December 4, 2010

Reflections

I always try to spend this particular weekend at QW as it is easier somehow to be here than anywhere else as the anniversary of Ed's death approaches. Memories of him are still so vivid and I can remember and smile (or laugh) over some of the good times we had in our 33 years together.

So many things have changed since he died including our "hometown". As I was making a trip to the post office this morning I was noting some of the changes that have taken place in the past 13 years. Some favorite places are no longer there: Gary's Pub (the last place we watched the SEC championship game) closed a few years ago and has now been razed; the Quay (destroyed by Wilma) and horror of all horrors, Don Pedro's is now Bubba's BBQ! Leigh Ann's Coffee House has moved to a new locale (thank goodness still in business) and we have a new Cuban restaurant El Siboney (and it is good). Publix came to town a few years ago (again thank goodness) and of course Home Depot.

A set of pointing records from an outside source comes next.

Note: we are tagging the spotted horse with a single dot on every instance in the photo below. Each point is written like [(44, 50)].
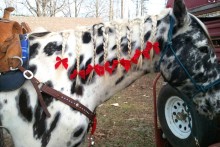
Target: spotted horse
[(89, 65)]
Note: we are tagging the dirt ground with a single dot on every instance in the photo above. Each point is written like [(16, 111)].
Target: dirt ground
[(126, 120), (131, 123)]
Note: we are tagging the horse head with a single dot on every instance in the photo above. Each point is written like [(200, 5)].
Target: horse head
[(188, 61)]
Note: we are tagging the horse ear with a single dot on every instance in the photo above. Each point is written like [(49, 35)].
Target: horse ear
[(16, 28), (179, 11)]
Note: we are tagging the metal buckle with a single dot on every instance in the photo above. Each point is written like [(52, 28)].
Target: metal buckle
[(16, 57), (31, 75), (197, 142)]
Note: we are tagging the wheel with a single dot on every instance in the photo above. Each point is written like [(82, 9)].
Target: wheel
[(180, 122)]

QW has undergone some changes as well and I believe they are all good and Ed would have approved and hopefully he applauded from where he is. I found myself thinking each time I made a change, even painting, would Ed like this? And I find myself thinking, yes he would.

This might be my last visit for a while as friends from Tennessee will be coming in the first week of January and there will be someone here until April. I miss not being able to visit during that time. Perhaps will try to get here at the end of the month but not sure.

The weather here this weekend is absolutely gorgeous and the doors are all open to the fresh air. It's nice to let the fresh air in after the months of having the house all closed up. Have not seen even one iguana so far. Is it too cold for them right now? I can hope they all succumb to the cold can't I?

Our family had a wonderful Thanksgiving celebration this year and it was special to have all of us together in one place. I thank God every day that both my girls and their families were able to be there. It is bittersweet for those of us who live so far away. It is hard to see how much my parents have declined after not seeing them for a while. Each holiday has become more special as the years have gone by. I hate to think of not having my mama & daddy in my life. What great memories we made this year.

My heartfelt wish is that all my family and friends have a wonderful holiday season and that the New Year is good to all.